Nuove generazioni. Dal suo osservatorio – senza dubbio privilegiato – gli adolescenti in cosa sono più forti e in cosa, invece, più ‘deboli’ rispetto a chi li ha preceduti?
«Le nuove generazioni sono molto forti nelle relazioni ‘social’, vivono con naturalezza e grande abilità la dimensione virtuale ma risultano troppo spesso incapaci di gestire la realtà. Le nuove tecnologie non vanno demonizzate ma le relazioni umane restano centrali. La vita vera lo è».
Lei riscontra nei ragazzi una particolare fragilità emotiva?
«Assolutamente. I ragazzi devono imparare a gestire il conflitto e gli errori senza farsi crollare il mondo addosso. Gli errori, se sappiamo affrontarli e superarli, sono i nostri migliori alleati perché ci migliorano e fortificano. Non siamo macchine perfette. Siamo umani e dobbiamo restare tali».
La corresponsabilità tra scuola e genitori per l’educazione delle nuove generazioni è tra i principi fondamentali espressi nella Costituzione. Quale la strada maestra?
«Famiglia e scuola hanno diritti e doveri equipollenti. Un’alleanza educativa reale e efficace deve porre le fondamenta sulla condivisione degli stessi valori nel rispetto dei ruoli».
L’autonomia scolastica ha prodotto (anche) una competizione spinta tra istituti.
Un bene o un male?
«L’autonomia scolastica esiste più nella mente del legislatore che nella realtà dei fatti. Per una scuola l’autonomia si realizza sempre e comunque all’interno di un perimetro di leggi cogenti e stringenti. La competizione, poi, è chiaramente un errore. La scuola deve riappropriarsi del suo valore autentico che è culturale e formativo».
Dimensionamento scolastico: qual è il suo pensiero?
«Ci sono contesti sociali in cui la scuola resta l’unico presidio di legalità.

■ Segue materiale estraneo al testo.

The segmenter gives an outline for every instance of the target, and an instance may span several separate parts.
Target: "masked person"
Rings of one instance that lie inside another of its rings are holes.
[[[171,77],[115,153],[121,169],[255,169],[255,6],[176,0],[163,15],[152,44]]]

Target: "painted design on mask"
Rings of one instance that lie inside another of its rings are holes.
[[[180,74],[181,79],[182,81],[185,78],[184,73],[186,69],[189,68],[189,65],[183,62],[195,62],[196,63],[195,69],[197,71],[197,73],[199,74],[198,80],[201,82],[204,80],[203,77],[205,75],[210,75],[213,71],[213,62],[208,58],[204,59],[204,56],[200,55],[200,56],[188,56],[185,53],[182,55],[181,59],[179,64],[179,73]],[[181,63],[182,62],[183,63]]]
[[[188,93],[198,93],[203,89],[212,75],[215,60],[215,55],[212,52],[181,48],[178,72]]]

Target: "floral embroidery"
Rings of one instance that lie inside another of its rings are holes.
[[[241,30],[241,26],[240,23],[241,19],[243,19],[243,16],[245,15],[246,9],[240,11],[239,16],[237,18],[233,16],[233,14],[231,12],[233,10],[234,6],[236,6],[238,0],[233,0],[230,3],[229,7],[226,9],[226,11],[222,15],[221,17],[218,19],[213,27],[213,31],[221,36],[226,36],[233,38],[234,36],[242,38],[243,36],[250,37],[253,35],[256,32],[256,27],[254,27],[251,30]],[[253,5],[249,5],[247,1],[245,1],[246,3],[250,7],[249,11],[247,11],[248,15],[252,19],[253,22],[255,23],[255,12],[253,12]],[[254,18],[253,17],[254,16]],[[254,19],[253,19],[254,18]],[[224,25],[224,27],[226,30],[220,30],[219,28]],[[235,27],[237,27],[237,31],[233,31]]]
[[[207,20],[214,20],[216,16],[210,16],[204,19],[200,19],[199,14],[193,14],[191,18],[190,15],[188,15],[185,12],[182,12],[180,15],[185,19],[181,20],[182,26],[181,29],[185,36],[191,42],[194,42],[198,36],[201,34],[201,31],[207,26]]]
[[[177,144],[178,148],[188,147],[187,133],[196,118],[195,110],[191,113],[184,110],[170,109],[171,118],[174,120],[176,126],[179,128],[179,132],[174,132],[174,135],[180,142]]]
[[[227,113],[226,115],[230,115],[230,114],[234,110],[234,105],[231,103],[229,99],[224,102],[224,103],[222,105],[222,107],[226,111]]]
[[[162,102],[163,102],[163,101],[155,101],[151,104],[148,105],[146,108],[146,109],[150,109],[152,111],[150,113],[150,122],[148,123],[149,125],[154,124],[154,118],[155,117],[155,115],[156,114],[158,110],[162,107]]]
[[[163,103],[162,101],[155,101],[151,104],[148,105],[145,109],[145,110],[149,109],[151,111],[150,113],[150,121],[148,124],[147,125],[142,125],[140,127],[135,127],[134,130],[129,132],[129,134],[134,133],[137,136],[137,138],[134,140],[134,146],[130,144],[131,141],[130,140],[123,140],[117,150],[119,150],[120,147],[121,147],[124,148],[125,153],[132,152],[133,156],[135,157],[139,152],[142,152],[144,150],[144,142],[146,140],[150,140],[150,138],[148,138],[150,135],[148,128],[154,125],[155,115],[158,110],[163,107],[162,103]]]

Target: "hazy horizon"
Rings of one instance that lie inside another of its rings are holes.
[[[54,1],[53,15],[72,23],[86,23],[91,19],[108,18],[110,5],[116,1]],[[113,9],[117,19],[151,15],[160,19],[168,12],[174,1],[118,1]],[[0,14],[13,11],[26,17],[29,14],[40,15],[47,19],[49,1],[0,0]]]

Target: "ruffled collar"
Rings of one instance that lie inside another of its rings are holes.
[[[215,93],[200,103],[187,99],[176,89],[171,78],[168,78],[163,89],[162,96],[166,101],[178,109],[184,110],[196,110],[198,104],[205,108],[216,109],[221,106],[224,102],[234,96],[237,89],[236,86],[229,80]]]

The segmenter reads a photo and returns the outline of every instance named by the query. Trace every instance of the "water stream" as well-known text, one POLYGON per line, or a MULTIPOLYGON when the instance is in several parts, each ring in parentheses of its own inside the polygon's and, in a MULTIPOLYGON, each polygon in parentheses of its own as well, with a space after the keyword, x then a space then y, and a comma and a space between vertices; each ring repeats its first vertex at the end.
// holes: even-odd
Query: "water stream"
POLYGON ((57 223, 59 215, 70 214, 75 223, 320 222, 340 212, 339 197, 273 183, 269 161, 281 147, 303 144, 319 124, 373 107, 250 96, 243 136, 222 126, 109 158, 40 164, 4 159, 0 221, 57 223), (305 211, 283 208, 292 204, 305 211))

Accorpare e tagliare istituti sulla base di parametri matematici non vuol dire soltanto avere meno dirigenti ma anche ridurre il numero di docenti e in tantissimi casi impoverire il territorio e le comunità».
Il rapporto con i nuovi canali di comunicazione investe direttamente anche il mondo della scuola. Mi riferisco in particolare ai social network e alla presenza su queste piattaforme di docenti e dirigenti.
«La tecnologia è pervasiva e alcune cose, pur volendo osservare la massima attenzione, possono scappare di mano. L’educazione all’uso consapevole dei nuovi strumenti di comunicazione digitale è necessaria per i ragazzi ma anche per gli adulti. Rispetto invece alle comunicazioni tra scuola e famiglia, così come tra scuola e docenti, ritengo che la scuola, pur restando aperta al progresso, debba esclusivamente seguire i canali istituzionali».
Intelligenza artificiale e digitalizzazione: anche la scuola è chiamata ad “abitare” un tempo nuovo. Una vera e propria sfida dell’innovazione per dare agli studenti le chiavi di lettura del futuro. A che punto siamo?
«La mia preoccupazione è che questa accelerata non venga governata sul piano culturale, etico e morale. Rispetto a un processo così rilevante per l’uomo e la società, siamo sicuri che ci stiamo interrogando e adoperando per non subirlo?»